16. The fabrication method of claim 15, further comprises forming a
dielectric layer after the baking process, and before coating the
cover layer on the recording layer.
17. The fabrication method of claim 15, wherein the material of the
dielectric layer comprises ZnS--SiO2, ZnS, AlN, SiN or Silica
aerogel.
18. The fabrication method of claim 15, further comprises forming a
reflective layer before the step of forming the ethylenic compound
solution.
19. The fabrication method of claim 18, wherein the material of the
reflective layer comprises gold, silver, aluminum, silicon, copper,
alloy of silver and titanium, alloy of silver and chromium, alloy
of silver and copper.
20. The fabrication method of a claim 15, further comprises:
forming a reflective layer over the first transparent substrate and
before the step of forming the ethylenic compound solution; and
forming a dielectric layer after the baking process, and before the
step coating the cover layer on the recording layer.
21. The fabrication method of claim 20, wherein a material of the
reflective layer comprises gold, silver, aluminum, silicon, copper,
alloy of silver and titanium, alloy of silver and chromium, alloy
of silver and copper.
22. The fabrication method of claim 20, wherein a material of the
dielectric layer comprises ZnS--SiO2, ZnS, AlN, SiN or Silica
aerogel.
23. The fabrication method of claim 15, further comprises: forming
a reflective layer over the recording layer after the baking
process; and adhering a second substrate on the reflective
layer.
24. The fabrication method of claim 22, wherein the second
substrate comprises a transparent substrate.

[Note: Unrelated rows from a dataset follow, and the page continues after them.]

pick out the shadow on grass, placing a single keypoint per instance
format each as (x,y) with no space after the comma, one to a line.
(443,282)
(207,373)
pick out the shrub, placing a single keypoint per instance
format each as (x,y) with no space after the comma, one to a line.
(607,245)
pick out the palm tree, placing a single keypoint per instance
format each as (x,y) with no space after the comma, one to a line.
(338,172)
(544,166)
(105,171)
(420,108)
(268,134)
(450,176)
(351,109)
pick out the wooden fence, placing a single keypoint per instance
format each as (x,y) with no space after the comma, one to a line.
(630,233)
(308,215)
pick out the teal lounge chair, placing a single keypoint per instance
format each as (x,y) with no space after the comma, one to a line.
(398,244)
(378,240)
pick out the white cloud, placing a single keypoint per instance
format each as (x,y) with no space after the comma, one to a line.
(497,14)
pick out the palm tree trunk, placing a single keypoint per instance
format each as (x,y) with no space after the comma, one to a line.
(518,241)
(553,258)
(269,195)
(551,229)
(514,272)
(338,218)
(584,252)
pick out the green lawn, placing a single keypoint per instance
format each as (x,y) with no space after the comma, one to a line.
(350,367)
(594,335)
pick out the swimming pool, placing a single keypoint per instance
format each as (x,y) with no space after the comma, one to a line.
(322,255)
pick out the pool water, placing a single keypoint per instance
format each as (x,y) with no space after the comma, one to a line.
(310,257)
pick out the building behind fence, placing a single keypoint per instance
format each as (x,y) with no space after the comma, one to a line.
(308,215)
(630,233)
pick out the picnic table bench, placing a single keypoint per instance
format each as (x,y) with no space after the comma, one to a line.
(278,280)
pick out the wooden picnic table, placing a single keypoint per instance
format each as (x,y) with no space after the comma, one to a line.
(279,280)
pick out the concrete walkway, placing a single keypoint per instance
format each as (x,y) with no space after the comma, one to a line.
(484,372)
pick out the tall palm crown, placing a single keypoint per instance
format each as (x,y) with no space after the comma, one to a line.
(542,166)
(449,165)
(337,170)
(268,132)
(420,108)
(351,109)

25. The fabrication method of claim 23, wherein a material of the
reflective layer comprises gold, silver, aluminum, silicon, copper,
alloy of silver and titanium, alloy of silver and chromium, alloy
of silver and copper.
26. The fabrication method of claim 23, wherein the method of
adhering the second substrate to the reflective layer comprises a
spin coating method, a screen printing method, a hot melt glue
coating method or a double sided tape adhesion method.
27. The fabrication method of claim 15, wherein the process of
forming a ethylenic compound solution comprises dissolving the
ethylenic derivative in an organic solvent.
28. The fabrication method of claim 27, wherein the organic solvent
comprises an alcohol with carbon number one to six, a ketone with
carbon number one to six, ether with carbon number one to six, a
dibutyl ether ("DBE"), an halogen compound, amide or a
methylcyclohexane ("MCH").
29. The fabrication method of claim 28, wherein the alcohol with
carbon number one to six comprises methanol, ethanol, isopropanol,
diacetonalchol ("DAA"), ether alcohol with carbon number one to
six, propylene glycol monoethyl ether, propylene glycol monoethyl
acetate, 2,2,3,3-tetrafluoropropanol, trichloroethanol,
2-chloroethanol, octafluoropentanol or hexafluorobutanol.
30. The fabrication method of claim 28, wherein the ketone with
carbon number one to six comprises acetone, methyl isobutyl
ketone,("MIBK"), methyl ethyl ketone, ("MEK"), or
3-hydroxy-3-methyl-2-butanone.
31. The fabrication method of claim 27, wherein the halogen
compound comprises chloroform, dichloromethane or
1-chlorobutane.
32. The fabrication method of claim 28, wherein the amide comprises
dimethylformamide ("DHF") or dimethylacetamide ("DMA").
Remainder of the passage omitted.